On the rare occasions I have shown potential purchasers around myself, I have been struck by their total indifference to what I consider the best features of the place, and their eagerness to rip out listed fixtures and fittings. This reached its apogee on Saturday when I was proudly showing my conservatory to a man whose wife had previously toured the place, and he said “Oh, this. We thought we’d knock it down and just build a porch.”

I felt like a father asked for his daughter’s hand in marriage by a notorious wife-beater.

This followed some pretty rude remarks from my visitor about the half century’s worth of accumulated possessions that do, I admit, clutter the place up a bit. Perhaps, like cricket, house buying has become infected by the practice of “sledging”, intended to soften the vendor up for a ridiculously low offer. Clearly I must work on my witty repartee so that I have answers to it more readily to hand.

In my day the accepted form was always to find something polite to say about another person’s home, however hideous it might be.
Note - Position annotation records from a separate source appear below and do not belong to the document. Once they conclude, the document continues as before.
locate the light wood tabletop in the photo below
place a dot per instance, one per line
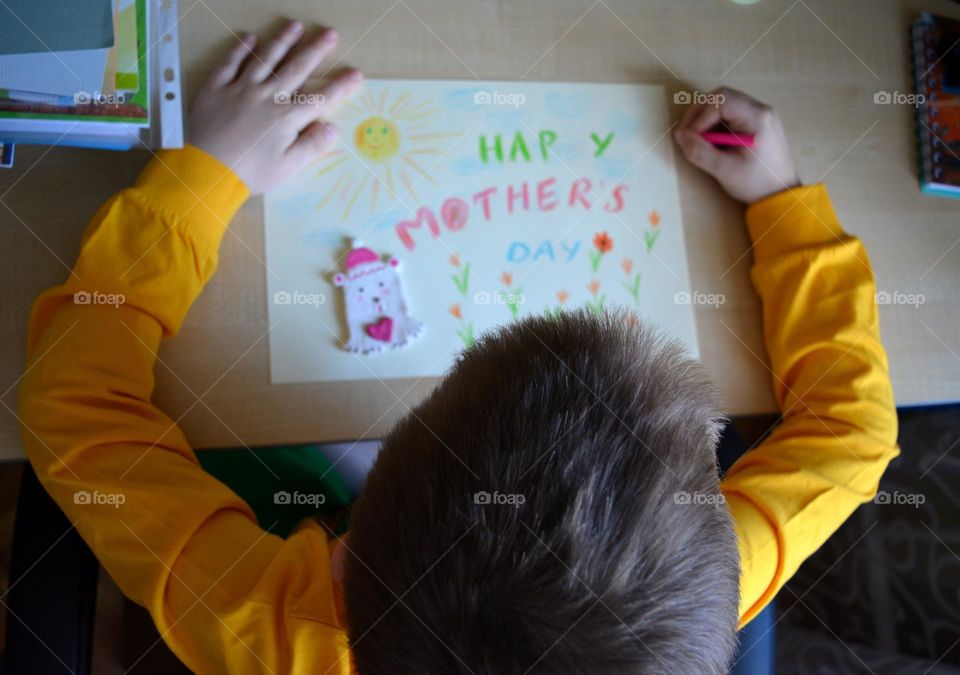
(819, 62)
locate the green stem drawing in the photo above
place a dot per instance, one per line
(634, 289)
(553, 312)
(650, 238)
(462, 280)
(512, 299)
(596, 304)
(595, 258)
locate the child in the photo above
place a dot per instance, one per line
(608, 545)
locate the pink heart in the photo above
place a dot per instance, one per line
(381, 330)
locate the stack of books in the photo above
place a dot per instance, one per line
(90, 73)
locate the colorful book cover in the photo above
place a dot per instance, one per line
(937, 81)
(127, 101)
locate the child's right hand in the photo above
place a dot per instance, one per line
(747, 174)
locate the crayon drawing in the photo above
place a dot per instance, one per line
(480, 203)
(388, 139)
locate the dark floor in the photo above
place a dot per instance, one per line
(882, 595)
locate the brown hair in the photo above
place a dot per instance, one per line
(552, 507)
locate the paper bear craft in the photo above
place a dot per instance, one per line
(375, 308)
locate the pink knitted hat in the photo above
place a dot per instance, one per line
(359, 256)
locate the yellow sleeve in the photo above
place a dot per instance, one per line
(831, 381)
(227, 596)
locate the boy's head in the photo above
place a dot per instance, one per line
(550, 508)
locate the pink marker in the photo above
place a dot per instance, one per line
(724, 138)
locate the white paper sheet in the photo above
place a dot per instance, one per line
(578, 205)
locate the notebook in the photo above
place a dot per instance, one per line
(936, 64)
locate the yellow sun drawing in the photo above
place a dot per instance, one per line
(392, 146)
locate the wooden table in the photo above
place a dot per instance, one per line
(818, 61)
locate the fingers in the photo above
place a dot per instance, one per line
(313, 140)
(739, 111)
(305, 60)
(742, 112)
(330, 95)
(701, 153)
(266, 59)
(226, 72)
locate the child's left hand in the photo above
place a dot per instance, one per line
(251, 115)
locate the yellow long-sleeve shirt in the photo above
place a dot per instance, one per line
(230, 598)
I remember that I even managed to praise something with a straight face when looking around a particularly ill-favoured Lincolnshire farmhouse, which its owners had remodelled in the style of the particularly ill-favoured Spanish hacienda that was clearly their dream home, and in which every room reeked powerfully of damp Rottweiler.

The idea of selling up was rooted in Mrs Hann’s desire to live rather closer to what she deems to be civilisation, either on Tyneside or in Cheshire, where she has a well-paid job awaiting her at the end of her maternity leave. Ironically, the only well-paid employment I have been offered for many years is in precisely the same place.

So there we have the choice. Prosperity in the North West, albeit saddled with a mortgage that will not be paid off until I am 80 or, more likely, long dead. Or relative poverty in the North East, in a blessedly paid-for place I love, with fresh spring water on tap and probably the best view in England from my conservatory. As choices go, I am beginning to feel that it is not the toughest I have ever faced.